Zelda Twilight Princess HD 10

Twilight Princess est parti pour prendre la même voie du simple « portage ». On passe en 1080p / 60 images par seconde, on ajuste quelques petites choses d’ordre ergonomique, on ajoute le Miiverse, les amiibos (super important) et bam : Twilight Princess HD. Quarante euros s’il vous plaît.

Et pourtant, je suis convaincu que parmi tous les Zelda, Twilight Princess était le plus intéressant à refaire. Pas à adapter ou à porter, à RE-faire. Un vrai remake. Un peu dans la veine de l’excellent A Link Between Worlds (notre test) qui est une interprétation inédite et réussie du monde d’A Link to the Past. Twilight Princess, non seulement risque de paraître daté, même dans une version HD, mais surtout, il lui manque un supplément d’âme à la base.

Au départ, Twilight Princess est une réponse de Nintendo à une part frustrée de la communauté des fans. En 2000, lors du Nintendo Space World, le public découvre une démo 128-bits de ce qu’allait être le futur de Zelda. Un Link adulte contre un Ganondorf impressionnant dans un combat à l’épée virevoltant et épique.

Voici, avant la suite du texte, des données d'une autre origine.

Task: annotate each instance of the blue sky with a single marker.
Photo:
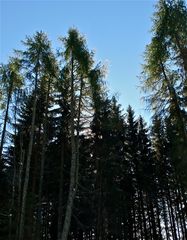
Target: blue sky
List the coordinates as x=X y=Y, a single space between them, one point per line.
x=117 y=30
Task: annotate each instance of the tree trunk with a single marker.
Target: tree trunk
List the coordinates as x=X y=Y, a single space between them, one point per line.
x=73 y=170
x=30 y=147
x=44 y=142
x=5 y=119
x=60 y=199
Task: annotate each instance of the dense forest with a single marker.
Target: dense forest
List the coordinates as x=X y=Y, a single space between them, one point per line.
x=73 y=164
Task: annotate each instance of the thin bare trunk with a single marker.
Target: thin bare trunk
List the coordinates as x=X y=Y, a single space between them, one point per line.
x=27 y=173
x=72 y=186
x=5 y=119
x=38 y=234
x=60 y=199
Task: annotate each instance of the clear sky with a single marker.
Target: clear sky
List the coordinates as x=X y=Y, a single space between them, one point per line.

Un an plus tard, c’est un Link déformé et cartoonesque qui sera finalement présenté. Celui-là même qui deviendra le héros de The Wind Waker. C’est osé, mais une partie de la communauté a dû mal à accepter ce nouveau look.

Cette frustration prend la forme d’une petite contestation, notamment en ligne. Le nouveau style graphique divise. Personne ne remet en question la qualité de The Wind Waker qui sortira finalement en 2003 en Europe. Toutefois, certains attendront impatiemment la sortie d’un « vrai » Zelda nouvelle génération. Un Zelda légitime. Celui qui sera le successeur d’Ocarina of Time. Avec des graphismes réalistes et un héros épique, adulte et courageux. Rien à voir avec l’enfant maladroit que l’on incarnait dans The Wind Waker. Nintendo, pas fou, surtout pas avec une GameCube qui ne parvient pas à se vendre, décide d’aller dans le sens des mécontents et révèle Twilight Princess lors du « one last thing » de sa conférence pré-E3 2004. La mise en scène est réussie, on se croirait dans le Seigneur des Anneaux (dont les films venaient de sortir). La foule est extatique, ça y est, il va finalement sortir Ocarina of Time 2.